This project studies fake news detection as a binary classification problem, with a primary focus on optimization behavior rather than model architecture. Logistic Regression with L2 regularisation is used as a convex learning objective, enabling a controlled comparison of multiple numerical optimization algorithms applied to the same loss function. Beyond classification accuracy, the project analyzes convergence speed, numerical stability, runtime, and memory efficiency of different optimization methods.
*This is a course project for CMSE 831 Computational Optimization at Michigan State University.
The WELFake dataset combines Kaggle, McIntire, Reuters, and BuzzFeed political news. Articles are cleaned to remove HTML artifacts, excessive whitespace, and duplicates. Very short articles are removed to ensure meaningful textual content. Data is split into 80–10–10 train/validation/test sets with stratification.
TF-IDF Vectorization is implemented with 5,000 features, unigrams and bigrams, stop-word removal, and sublinear term frequency scaling. This produces a high-dimensional sparse feature space, well suited for studying optimizer behavior.
Minimize the regularized logistic regression loss:
- Objective: Negative log-likelihood + L2 regularization
- Convex and strongly convex (guaranteed unique global optimum)
- Optimization variables: weight vector (5,000D) and bias term
All methods use approximate line search and identical stopping criteria:
- Gradient Descent (GD)
- Non-linear Conjugate Gradient (Polak–Ribiere)
- Non-linear Conjugate Gradient (Fletcher–Reeves)
- Newton’s Method
- Quasi-Newton (L-BFGS)
All optimizers converge to essentially the same solution, achieving ~90% test accuracy and ~0.969 AUC.
Key observations:
- Gradient Descent converges reliably but slowly.
- CG (FR) improves substantially over GD and CG-PR.
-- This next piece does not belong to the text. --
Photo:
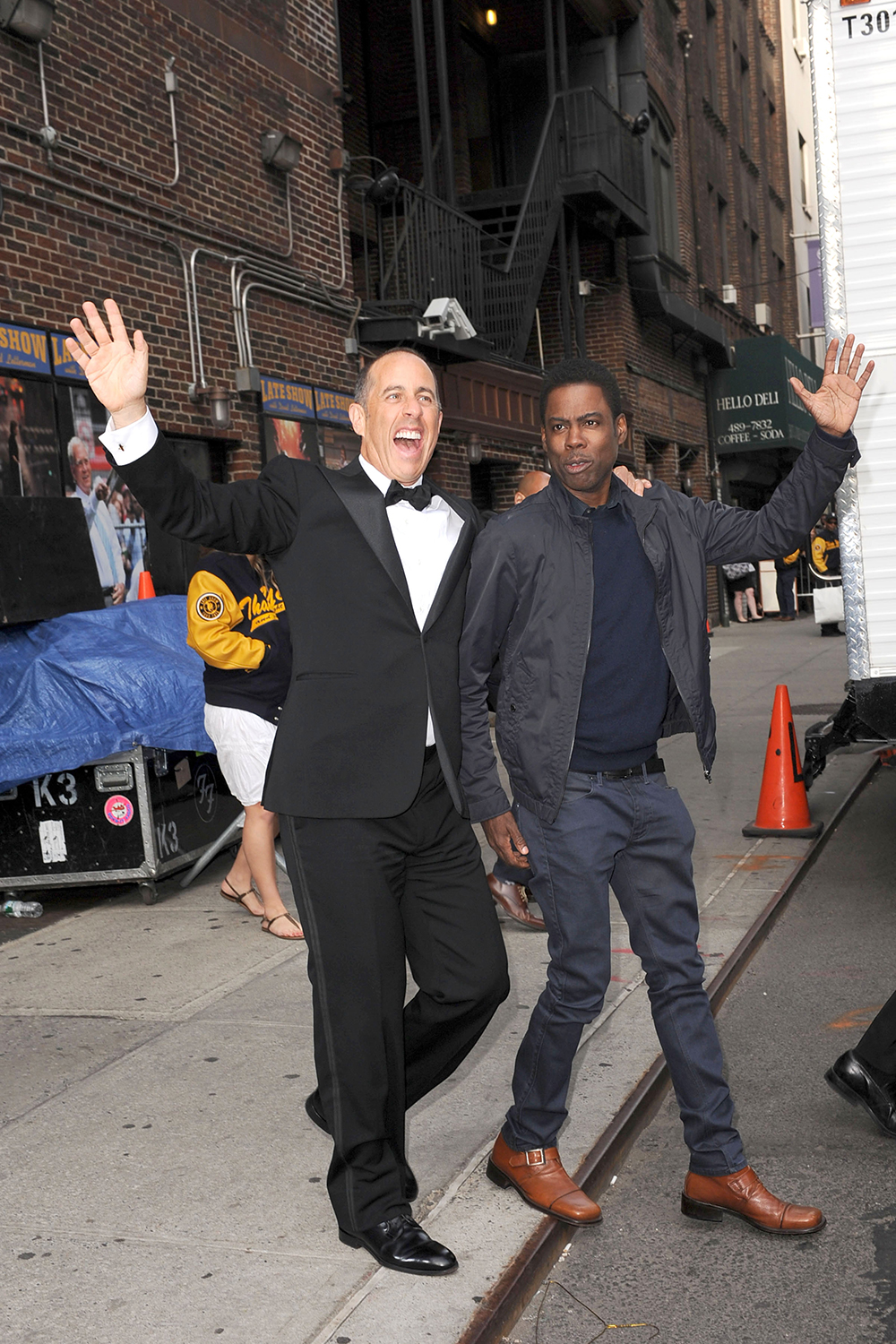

- Newton’s Method converges in only a few iterations but is computationally expensive.
- L-BFGS offers the best overall trade-off, reaching near-Newton precision with far lower runtime and memory usage.
The notebook includes Loss vs. iteration plots, Gradient norm vs. iteration (log scale), and 2D projections of optimization paths around the optimum. These plots visually confirm theoretical convergence properties and efficiency differences between first-order, second-order, and quasi-Newton methods.
The project demonstrates that while many optimization algorithms can successfully solve convex machine-learning objectives, their practical efficiency differs dramatically. For high-dimensional logistic regression on sparse text data, L-BFGS emerges as the most effective optimizer, balancing speed, accuracy, and memory usage.